2011–2014 dönemlerinde Suriye Ulusal Koalisyonuna bağlı çete gruplarının işgali altına giren Raqqa’da DAİŞ çeteleri 2014 yılı içerisinde SUK çetelerini kentten çıkarmış ve kenti işgal altına almıştı.

RAQQA’NIN ÖNEMİ

Rakka, Suriye'nin kuzeydoğusunda. Suriye'nin büyük şehirleri ile Irak'ın Musul, Bağdat gibi batı şehirleri arasındaki ticaret yollarının birbirine bağlayan stratejik bir nokta konumunda.

Raqqa’nın tanık olduğu en büyük değişiklik, 1970'lerde geldi. Kentte Fırat Nehri yakınlarında devasa bir hidroelektrik barajı inşa edildi. Bölgedeki büyük tarım projeleri, Suriye'nin diğer kentlerinden yeni fırsatlar arayan on binlerce kişiyi Raqqa’ya çekti.

Tabi bu durum kentin ve bölgenin demografisini değiştirmeye başladı. Raqqa, Suriye'nin her tarafına açılan büyük yolların da birbirleri ile kesiştiği noktada bulunuyor. Yarısı çöl olan kentin doğu kısmından da Irak'a rahat bir şekilde geçiliyor. DAİŞ çetelerinin burayı sözde başkentleri olarak seçmesinin sebebi bu konumundan kaynaklanıyor.

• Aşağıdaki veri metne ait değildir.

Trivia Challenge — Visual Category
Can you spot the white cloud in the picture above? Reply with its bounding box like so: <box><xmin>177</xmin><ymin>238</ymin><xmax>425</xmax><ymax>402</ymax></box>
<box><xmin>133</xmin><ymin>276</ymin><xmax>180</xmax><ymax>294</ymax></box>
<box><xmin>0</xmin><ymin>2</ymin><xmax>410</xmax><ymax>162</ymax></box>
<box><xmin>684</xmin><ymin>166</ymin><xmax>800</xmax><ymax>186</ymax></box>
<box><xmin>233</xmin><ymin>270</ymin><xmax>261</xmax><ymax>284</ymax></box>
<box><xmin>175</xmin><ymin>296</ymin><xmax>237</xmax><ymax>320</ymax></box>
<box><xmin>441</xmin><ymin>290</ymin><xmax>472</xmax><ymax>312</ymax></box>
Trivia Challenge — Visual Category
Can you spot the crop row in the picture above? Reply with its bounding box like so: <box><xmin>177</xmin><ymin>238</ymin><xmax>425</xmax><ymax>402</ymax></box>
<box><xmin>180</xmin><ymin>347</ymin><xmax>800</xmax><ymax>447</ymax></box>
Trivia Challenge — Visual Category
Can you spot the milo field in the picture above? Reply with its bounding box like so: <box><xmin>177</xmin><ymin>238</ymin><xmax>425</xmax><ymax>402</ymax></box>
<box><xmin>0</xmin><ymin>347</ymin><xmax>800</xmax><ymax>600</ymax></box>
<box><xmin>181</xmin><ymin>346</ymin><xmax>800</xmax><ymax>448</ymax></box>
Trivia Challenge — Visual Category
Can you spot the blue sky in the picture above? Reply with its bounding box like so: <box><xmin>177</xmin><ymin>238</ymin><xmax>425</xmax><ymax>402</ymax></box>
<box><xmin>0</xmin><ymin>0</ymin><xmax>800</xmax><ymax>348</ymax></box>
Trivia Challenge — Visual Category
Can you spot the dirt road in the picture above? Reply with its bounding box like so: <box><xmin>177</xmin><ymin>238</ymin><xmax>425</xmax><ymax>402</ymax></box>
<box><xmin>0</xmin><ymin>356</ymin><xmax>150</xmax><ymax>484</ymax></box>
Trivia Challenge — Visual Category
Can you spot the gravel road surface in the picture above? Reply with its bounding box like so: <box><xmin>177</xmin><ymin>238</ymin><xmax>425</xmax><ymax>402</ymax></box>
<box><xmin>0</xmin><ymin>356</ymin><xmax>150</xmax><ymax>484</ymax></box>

RAQQA’DA DAİŞ ÖNCESİ VE SONRASI YAŞAM

Suriye’de iç savaş başlamadan önce Raqqa'da özel bir üniversite ve devlet okulları mevcuttu. Kentte yaşam diğer Arap ülkelerine görece farklıydı.

Kent halkı yaz aylarında gece geç saatlere kadar sokaklarda kalır, parkları ziyaret eder, cafelere gider, insanlar akşam yemeklerini kadınlarla erkeklerin beraber gittiği restoranlarda yerlerdi. Eğlence mekanlarına kadın ve erkek beraber gidilirdi. Hatta dikkat edildiyse Esad rejimine karşı gösterilere kadınlar ve erkekler beraber katılırdı.

Ancak Raqqa’nın 2011 de başlayan iç savaş sonrasında Suriye Ulusal Koalisyonuna bağlı çete gruplarının işgali altına girmesiyle durum değişti. 2011 – 2014 dönemleri arasında kent ‘şeriat kanunlarının’ hakim olduğu bir konuma geriledi.

2014 yılında faşist DAİŞ çetelerinin kentin kontrolünü ele geçirmesinden sonra Raqqa’da durum giderek değişti ve ‘radikal İslamcı’ bir karakter kazandı. Kent tüm dünya için artık bir tehdit konumuna gelirken, dünyadaki cihatçı akımların ve çetelerin ‘Hac’ı ‘ konumuna geldi.

DAİŞ çeteleri kenti tamamen ele geçirip işgal ettikten sonra yerel halk ve hükümetin eski çalışanlarıyla kendince bir sistem oluşturdu. DAİŞ çeteleri kentte bu sistem çerçevesinde şeriat yasaları getirip mahkemeler kurdu.

DAİŞ çetelerinin işgali altındaki Raqqa’da çetelerin uygulamalarına direnmeyi veya bu uygulamaları protesto etmek  imkânsız. DAİŞ çeteleri kendi sözde yasaları uyarınca suç sayılan eylemlerinden ötürü cezalandırılanların listesi hayli uzun. DAİŞ çetelerinin halkın gözü önünde kafa kesme, işkence, recm, idamlar vb. bir çok uygulaması mevcut.

Bu nedenle kentte kalanlar güvenlik, bir çeşit hukuk, hizmet ve gıdaya erişim olduğu için DAİŞ çetelerinin işgaline uyum sağladı. Fakat son dönemde ABD öncülüğündeki uluslararası koalisyon ve Rusya’nın hava bombardımanın yoğunlaşması nedeniyle enerji ve su tedarikleri de yok edildi ve hayat siviller için giderek zorlaştı.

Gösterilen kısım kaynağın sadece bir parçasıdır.